Dead Presidents
Year: | 1995 |
Director: | Albert Hughes/Allen Hughes |
Writer: | Albert Hughes/Allen Hughes |
Cast: | Larenz Tate, Keith David, Chris Tucker |
I'd seen most of the other movies before their seminal work of urban desperation in gangland, so I couldn't understand their having to defend themselves after From Hell, as they did to journalists who asked them how two brothers from the LA hood could know anything about London in the time of Jack the Ripper (they famously answered that Steven Spielberg's never been in space, but nobody questions his authority to make movies about aliens).

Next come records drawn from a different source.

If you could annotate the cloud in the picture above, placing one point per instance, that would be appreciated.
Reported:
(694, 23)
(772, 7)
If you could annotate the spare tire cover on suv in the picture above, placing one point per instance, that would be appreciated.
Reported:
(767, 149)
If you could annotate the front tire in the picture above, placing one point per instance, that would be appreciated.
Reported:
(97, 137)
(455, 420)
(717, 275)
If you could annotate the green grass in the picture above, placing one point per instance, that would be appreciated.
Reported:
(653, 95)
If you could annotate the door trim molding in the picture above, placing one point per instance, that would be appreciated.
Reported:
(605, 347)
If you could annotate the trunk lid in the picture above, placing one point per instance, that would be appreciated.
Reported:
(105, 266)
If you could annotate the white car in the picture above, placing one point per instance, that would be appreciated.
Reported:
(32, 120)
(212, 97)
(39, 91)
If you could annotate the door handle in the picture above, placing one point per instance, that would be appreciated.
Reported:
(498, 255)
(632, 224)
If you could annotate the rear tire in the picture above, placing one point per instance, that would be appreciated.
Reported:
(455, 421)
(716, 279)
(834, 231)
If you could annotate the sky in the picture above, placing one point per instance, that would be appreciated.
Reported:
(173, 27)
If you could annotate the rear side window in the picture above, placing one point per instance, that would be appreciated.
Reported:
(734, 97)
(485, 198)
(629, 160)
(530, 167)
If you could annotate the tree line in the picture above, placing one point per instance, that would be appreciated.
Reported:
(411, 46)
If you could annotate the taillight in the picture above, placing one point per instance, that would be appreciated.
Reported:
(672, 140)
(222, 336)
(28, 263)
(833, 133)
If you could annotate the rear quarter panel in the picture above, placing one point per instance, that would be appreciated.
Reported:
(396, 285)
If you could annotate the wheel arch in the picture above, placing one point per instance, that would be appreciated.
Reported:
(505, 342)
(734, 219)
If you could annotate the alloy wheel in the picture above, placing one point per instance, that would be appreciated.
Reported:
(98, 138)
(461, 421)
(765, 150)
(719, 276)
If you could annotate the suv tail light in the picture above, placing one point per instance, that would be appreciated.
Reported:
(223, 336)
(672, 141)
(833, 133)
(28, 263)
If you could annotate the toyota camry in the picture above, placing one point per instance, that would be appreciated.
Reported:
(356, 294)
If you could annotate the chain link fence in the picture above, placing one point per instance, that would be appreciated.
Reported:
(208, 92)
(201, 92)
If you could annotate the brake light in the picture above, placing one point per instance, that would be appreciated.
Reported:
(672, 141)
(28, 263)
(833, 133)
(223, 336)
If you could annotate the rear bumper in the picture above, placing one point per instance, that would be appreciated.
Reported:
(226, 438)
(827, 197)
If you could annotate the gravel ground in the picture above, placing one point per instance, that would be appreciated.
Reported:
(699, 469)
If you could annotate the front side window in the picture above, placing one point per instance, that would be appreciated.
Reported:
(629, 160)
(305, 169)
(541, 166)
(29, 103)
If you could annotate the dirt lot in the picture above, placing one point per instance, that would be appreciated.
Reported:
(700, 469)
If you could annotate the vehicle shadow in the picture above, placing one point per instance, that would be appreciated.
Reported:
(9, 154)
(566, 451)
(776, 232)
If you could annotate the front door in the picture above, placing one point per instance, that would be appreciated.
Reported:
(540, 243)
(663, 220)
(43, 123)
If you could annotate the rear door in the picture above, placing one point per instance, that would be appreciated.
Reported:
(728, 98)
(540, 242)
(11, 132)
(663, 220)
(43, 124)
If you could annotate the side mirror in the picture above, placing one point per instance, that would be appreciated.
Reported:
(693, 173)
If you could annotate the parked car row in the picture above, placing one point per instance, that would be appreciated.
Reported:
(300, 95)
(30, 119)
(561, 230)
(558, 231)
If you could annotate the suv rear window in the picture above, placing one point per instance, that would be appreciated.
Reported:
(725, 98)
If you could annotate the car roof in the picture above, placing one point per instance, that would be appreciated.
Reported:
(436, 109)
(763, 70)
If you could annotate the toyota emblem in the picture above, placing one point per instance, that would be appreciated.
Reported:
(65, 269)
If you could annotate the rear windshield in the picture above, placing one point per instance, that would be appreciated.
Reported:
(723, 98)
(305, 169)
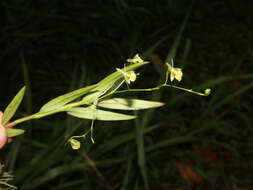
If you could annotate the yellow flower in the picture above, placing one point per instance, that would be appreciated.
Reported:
(136, 59)
(175, 73)
(207, 91)
(129, 76)
(75, 144)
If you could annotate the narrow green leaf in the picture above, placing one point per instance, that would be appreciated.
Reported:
(108, 82)
(128, 104)
(13, 106)
(96, 114)
(14, 132)
(66, 98)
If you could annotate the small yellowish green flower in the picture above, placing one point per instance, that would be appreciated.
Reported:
(207, 91)
(75, 144)
(136, 59)
(129, 76)
(175, 73)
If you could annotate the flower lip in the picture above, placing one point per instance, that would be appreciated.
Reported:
(175, 73)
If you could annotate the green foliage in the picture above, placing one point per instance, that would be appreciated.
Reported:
(59, 39)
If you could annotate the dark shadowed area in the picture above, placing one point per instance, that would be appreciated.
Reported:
(193, 142)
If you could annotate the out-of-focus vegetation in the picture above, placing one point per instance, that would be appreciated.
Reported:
(192, 143)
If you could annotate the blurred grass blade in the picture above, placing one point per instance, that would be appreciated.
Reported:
(66, 98)
(129, 104)
(14, 132)
(90, 113)
(13, 106)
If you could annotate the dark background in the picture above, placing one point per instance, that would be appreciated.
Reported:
(196, 142)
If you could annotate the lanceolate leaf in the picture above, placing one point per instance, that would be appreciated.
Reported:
(14, 132)
(96, 114)
(66, 98)
(13, 106)
(128, 104)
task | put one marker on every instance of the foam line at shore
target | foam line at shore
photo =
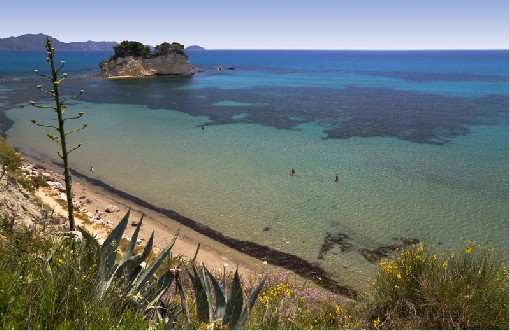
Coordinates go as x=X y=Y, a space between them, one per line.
x=288 y=261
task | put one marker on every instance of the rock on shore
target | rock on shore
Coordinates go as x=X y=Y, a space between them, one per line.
x=137 y=66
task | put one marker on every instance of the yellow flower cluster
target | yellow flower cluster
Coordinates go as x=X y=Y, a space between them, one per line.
x=377 y=321
x=281 y=289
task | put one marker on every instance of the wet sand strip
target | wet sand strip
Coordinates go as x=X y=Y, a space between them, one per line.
x=288 y=261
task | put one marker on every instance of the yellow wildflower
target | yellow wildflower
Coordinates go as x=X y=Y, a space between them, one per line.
x=377 y=321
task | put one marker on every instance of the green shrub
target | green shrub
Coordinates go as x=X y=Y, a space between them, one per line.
x=425 y=289
x=9 y=158
x=46 y=284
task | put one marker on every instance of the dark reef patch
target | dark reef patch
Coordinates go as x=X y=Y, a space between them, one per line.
x=345 y=112
x=374 y=255
x=288 y=261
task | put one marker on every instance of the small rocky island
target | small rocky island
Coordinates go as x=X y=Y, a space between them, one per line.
x=133 y=59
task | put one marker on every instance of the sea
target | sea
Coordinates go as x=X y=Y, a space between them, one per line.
x=418 y=140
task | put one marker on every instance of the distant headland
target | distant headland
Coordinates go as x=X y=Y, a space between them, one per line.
x=195 y=48
x=35 y=42
x=133 y=59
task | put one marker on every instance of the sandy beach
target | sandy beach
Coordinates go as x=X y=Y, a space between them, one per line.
x=215 y=255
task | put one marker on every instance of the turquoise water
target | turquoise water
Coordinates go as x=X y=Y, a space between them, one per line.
x=419 y=153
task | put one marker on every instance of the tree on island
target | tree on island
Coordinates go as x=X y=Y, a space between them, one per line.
x=131 y=48
x=59 y=108
x=135 y=48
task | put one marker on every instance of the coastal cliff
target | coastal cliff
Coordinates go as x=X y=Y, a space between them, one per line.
x=131 y=59
x=137 y=66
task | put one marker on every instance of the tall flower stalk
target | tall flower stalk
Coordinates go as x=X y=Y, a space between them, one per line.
x=59 y=108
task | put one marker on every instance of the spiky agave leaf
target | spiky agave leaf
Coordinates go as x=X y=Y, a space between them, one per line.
x=235 y=303
x=251 y=302
x=151 y=269
x=182 y=294
x=201 y=298
x=128 y=254
x=221 y=302
x=110 y=246
x=154 y=294
x=208 y=293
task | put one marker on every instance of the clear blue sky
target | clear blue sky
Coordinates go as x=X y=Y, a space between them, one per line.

But after Menace II Society, I can understand how people who wanted to pigeonhole them would be uncomfortable about the reach they were achieving.
Dead Presidents was partway between the two, but no less brilliant for it. It looks like just another cool urban crime film, an action drama with an emphasis on the action.

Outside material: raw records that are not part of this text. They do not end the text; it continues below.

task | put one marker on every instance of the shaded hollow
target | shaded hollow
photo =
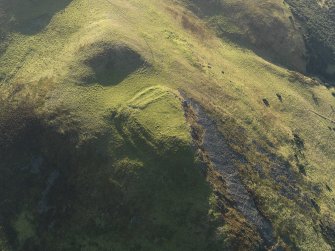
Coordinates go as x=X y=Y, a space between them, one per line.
x=111 y=64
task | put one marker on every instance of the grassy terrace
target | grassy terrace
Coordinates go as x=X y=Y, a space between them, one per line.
x=116 y=148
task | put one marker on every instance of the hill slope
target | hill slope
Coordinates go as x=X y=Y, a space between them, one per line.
x=131 y=125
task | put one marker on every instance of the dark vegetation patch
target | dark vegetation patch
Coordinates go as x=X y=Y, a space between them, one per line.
x=319 y=31
x=266 y=102
x=110 y=64
x=280 y=97
x=328 y=230
x=59 y=193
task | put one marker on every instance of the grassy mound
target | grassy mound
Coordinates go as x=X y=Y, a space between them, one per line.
x=113 y=162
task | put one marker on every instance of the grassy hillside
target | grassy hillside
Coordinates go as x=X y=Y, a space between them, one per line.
x=100 y=152
x=317 y=19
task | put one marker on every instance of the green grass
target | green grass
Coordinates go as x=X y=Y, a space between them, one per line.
x=129 y=142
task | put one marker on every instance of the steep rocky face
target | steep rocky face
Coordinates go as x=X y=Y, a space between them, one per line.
x=317 y=19
x=137 y=125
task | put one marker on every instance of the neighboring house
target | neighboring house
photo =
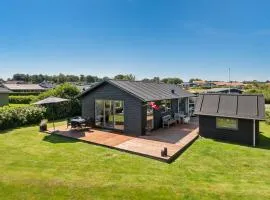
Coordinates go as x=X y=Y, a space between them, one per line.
x=225 y=90
x=187 y=85
x=85 y=87
x=21 y=88
x=4 y=96
x=230 y=117
x=128 y=105
x=46 y=84
x=229 y=84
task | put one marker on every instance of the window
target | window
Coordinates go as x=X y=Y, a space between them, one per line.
x=227 y=123
x=166 y=104
x=109 y=114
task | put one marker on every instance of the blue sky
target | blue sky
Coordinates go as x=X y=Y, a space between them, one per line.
x=144 y=37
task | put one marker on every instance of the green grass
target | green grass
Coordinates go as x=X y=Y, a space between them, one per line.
x=267 y=107
x=17 y=105
x=40 y=166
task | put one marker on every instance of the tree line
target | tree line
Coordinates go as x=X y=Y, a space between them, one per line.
x=62 y=78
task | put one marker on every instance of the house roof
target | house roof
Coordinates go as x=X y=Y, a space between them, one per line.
x=23 y=87
x=146 y=91
x=231 y=105
x=221 y=90
x=4 y=90
x=233 y=84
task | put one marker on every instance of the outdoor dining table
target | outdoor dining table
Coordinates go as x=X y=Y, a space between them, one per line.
x=77 y=122
x=179 y=117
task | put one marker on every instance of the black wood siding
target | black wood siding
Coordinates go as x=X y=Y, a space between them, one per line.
x=134 y=110
x=243 y=135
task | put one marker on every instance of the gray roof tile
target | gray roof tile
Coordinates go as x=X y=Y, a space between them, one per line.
x=147 y=91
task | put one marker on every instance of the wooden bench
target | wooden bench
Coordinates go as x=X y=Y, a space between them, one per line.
x=167 y=121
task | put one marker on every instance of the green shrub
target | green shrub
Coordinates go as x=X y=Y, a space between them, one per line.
x=267 y=117
x=21 y=99
x=25 y=93
x=11 y=117
x=66 y=90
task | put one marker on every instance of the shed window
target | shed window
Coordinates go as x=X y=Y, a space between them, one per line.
x=166 y=104
x=227 y=123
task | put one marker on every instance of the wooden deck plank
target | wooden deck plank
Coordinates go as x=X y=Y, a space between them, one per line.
x=175 y=139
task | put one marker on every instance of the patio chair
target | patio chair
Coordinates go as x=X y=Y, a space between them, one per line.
x=167 y=121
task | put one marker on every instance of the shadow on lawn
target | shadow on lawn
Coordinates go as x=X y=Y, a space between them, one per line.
x=264 y=142
x=58 y=139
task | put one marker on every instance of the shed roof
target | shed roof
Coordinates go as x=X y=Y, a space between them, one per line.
x=4 y=90
x=23 y=87
x=231 y=105
x=146 y=91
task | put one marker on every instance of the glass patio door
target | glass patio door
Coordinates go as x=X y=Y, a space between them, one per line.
x=109 y=114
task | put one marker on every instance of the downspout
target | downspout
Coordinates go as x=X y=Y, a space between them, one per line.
x=254 y=132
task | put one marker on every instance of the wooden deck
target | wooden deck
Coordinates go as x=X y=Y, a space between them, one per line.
x=176 y=139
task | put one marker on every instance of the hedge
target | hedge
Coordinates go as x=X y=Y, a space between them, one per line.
x=25 y=93
x=21 y=99
x=11 y=117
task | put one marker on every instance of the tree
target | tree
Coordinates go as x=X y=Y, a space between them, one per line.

Instead it tells a heartfelt story of the experience of black soldiers returning from Vietnam, the dislocation they felt and the desperate measures they had to resort to (as they do here).
When the action comes, it's blistering as the crew start robbery to live and support various habits including drugs. There are no guns and criminals are cool, as most of the cast get their comeuppance in variously nasty ways, but it's got a lot of depth and feeling, and shouldn't be passed of as just an action film.